Assicurazioni: Solvency II per l'unificazione europea

Dal 1° Gennaio 2016 saranno in vigore nuove regole di solvibilità assicurativa

9 Aprile 2014

Lo scorso mese la commissione europea ha approvato le nuove norme della direttiva Solvency II, che estende la normativa Basilea II anche al settore assicurativo: l'obiettivo cardine è  creare un mercato unico istituendo delle norme che vigilino sul sistema.

Dario Focarelli, direttore generale dell'Ania (Associazione Nazionale fra le Imprese Assicuratrici), intervistato da TMNews spiega che le norme “puntano a rafforzare la protezione ai consumatori e a migliorare l'efficienza e la competitività delle imprese assicuratrici attraverso regole uniche per tutti i Paesi dell'UE che mettano in correlazione il capitale con i rischi nei quali le imprese incorrono”. Le regole in questione si pongono un traguardo importante: non avvantaggiare alcuni Paesi a discapito di altri.

Il Solvency II  propone come vantaggi rispetto al Solvency I l'evoluzione del quadro normativo con liberalizzazioni, maggiore concorrenza e determinazione dei costi tenendo conto della volubilità dei mercati finanziari. Come spiega ancora Focarelli, la discriminazione avviene ad esempio prendendo in considerazione i titoli tedeschi su scadenza decennale: il loro rendimento è sempre più alto rispetto a quelli degli altri Paesi, e questo è sempre un vantaggio. Il mercato finanziario invece mette alla pari rendendo competitivo senza apporre discriminazioni. La trasparenza e la tutela dei clienti assicurati completano il quadro facendo sì che la direttiva si presenti come novità positiva per i Paesi ma soprattutto per gli assicurati.

Ma ci sono anche punti negativi che non vengono risolti. Uno degli svantaggi più trascurati è proprio quello di non trovare un obiettivo che punti alla diminuzione dei costi per i clienti. 

La volubilità del mercato può esser la soluzione, ma il problema resta sempre a livello nazionale. Se lo Stato non redige leggi che intensifichino i controlli sugli assicurati, le imprese mostreranno sempre il diritto di proporre polizze alte a fronte degli eventi verificabili più frequentemente, mostrando il rischio elevato di incorrere in perdite economiche e quindi giustificando i costi elevati proposti. Un esempio è la scorretta condotta di guida degli automobilisti italiani che ha concorso, assieme ad altri fattori, all'aumento delle Rca avvenuto negli ultimi anni .

Un mercato unico potrebbe rivelarsi troppo rigido e rendere le polizze meno vantaggiose per  imprese di alcuni Paesi.
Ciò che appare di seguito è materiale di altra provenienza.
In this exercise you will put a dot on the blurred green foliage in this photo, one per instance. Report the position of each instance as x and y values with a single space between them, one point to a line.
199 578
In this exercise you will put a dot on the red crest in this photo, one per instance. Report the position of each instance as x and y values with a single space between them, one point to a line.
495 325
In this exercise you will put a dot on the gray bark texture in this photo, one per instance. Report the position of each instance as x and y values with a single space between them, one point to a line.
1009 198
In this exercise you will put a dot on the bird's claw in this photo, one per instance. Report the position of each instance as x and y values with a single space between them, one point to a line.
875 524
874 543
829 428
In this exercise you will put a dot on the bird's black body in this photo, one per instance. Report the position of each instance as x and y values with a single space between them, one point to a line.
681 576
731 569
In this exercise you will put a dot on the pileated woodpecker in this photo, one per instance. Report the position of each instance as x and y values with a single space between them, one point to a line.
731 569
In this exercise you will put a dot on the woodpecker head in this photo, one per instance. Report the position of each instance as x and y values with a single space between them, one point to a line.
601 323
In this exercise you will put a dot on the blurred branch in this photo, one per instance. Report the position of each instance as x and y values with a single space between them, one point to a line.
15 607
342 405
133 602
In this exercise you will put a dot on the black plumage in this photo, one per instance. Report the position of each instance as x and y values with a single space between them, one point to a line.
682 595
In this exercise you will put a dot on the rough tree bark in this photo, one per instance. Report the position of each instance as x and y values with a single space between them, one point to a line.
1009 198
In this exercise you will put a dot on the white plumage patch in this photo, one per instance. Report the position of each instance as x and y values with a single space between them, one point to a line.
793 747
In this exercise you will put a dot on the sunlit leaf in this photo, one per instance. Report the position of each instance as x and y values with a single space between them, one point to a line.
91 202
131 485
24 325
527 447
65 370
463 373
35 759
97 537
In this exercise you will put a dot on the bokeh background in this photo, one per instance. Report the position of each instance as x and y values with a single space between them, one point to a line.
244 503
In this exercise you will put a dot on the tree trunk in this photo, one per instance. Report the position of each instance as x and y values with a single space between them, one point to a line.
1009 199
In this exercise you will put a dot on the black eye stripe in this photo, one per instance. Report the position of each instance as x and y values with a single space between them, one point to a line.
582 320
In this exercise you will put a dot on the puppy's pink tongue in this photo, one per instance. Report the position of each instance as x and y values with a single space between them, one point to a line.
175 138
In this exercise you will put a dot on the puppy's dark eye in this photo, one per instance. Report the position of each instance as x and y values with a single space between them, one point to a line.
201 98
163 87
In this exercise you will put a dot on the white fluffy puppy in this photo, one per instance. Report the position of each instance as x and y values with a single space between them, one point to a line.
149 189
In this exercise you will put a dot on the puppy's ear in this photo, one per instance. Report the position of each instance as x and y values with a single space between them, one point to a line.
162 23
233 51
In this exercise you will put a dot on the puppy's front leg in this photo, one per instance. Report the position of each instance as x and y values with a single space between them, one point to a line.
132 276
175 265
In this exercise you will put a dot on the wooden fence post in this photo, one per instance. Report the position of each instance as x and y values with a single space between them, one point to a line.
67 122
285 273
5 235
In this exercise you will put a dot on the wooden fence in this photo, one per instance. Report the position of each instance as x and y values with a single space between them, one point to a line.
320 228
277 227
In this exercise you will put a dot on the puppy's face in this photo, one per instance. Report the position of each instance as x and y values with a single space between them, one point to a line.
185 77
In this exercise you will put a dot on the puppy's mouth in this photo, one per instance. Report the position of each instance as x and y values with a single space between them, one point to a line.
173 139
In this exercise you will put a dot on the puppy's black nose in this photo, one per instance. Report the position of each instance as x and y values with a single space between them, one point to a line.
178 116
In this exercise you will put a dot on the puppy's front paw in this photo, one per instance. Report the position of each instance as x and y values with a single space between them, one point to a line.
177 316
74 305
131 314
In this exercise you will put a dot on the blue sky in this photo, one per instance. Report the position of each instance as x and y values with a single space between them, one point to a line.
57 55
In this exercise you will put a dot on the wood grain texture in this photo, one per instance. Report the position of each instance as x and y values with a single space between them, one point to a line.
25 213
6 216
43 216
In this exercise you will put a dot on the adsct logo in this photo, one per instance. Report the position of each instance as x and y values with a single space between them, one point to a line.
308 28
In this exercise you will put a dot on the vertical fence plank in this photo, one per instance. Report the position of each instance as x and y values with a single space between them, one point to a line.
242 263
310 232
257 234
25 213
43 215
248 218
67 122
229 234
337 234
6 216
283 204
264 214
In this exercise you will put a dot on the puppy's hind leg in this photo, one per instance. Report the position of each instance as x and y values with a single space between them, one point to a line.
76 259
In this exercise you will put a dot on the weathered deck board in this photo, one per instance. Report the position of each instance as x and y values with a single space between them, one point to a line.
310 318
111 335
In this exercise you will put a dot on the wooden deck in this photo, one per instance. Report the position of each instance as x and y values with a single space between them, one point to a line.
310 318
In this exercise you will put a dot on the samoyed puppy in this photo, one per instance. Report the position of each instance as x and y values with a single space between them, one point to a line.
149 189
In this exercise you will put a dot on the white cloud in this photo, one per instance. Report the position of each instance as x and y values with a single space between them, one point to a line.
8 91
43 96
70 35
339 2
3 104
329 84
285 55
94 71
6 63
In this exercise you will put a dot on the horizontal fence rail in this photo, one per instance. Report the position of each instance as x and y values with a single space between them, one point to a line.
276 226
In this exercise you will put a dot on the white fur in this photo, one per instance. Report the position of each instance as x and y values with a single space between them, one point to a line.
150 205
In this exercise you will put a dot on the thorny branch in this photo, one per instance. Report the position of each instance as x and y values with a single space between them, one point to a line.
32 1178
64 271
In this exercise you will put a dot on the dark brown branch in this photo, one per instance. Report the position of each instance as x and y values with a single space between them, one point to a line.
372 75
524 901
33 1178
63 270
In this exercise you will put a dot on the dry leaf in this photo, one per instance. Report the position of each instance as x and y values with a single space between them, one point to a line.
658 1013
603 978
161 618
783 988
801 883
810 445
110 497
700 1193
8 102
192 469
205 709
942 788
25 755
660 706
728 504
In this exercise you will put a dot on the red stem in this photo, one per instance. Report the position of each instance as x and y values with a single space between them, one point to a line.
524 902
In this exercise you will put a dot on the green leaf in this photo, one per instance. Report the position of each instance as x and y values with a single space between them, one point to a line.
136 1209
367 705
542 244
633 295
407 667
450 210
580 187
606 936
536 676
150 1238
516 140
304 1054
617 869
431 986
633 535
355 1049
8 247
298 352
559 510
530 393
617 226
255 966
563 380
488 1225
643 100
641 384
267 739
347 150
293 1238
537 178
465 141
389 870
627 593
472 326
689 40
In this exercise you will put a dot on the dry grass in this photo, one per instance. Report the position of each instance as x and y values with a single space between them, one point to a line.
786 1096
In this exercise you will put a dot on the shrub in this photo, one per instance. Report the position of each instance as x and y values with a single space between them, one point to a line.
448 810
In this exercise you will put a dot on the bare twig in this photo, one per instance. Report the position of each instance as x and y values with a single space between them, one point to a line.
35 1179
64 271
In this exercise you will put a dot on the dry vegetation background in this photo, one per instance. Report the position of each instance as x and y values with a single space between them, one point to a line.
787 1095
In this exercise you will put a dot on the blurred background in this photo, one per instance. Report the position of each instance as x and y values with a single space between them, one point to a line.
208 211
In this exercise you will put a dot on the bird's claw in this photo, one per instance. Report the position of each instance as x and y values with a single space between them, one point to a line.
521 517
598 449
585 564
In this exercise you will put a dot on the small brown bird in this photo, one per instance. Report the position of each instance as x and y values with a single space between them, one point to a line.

Alla fine si deduce che la strada da percorre è ancora lunga. Lo stabilire un aumento del margine minimo di solvibilità (ovvero, il requisito patrimoniale minimo) è solo la prima delle tante modifiche che dovranno esser fatte nel campo assicurativo. Ovvio, la tutela dei rischi di una compagnia e la copertura della differenza fra attivo e passivo sono la base per mantenere in vita le imprese, ma bisogna ricordarsi che esse sono tenute in vita dai clienti e che quindi, se proprio si deve creare una “alleanza” è bene che avvenga fra questi due, ancor prima che fra le nazioni.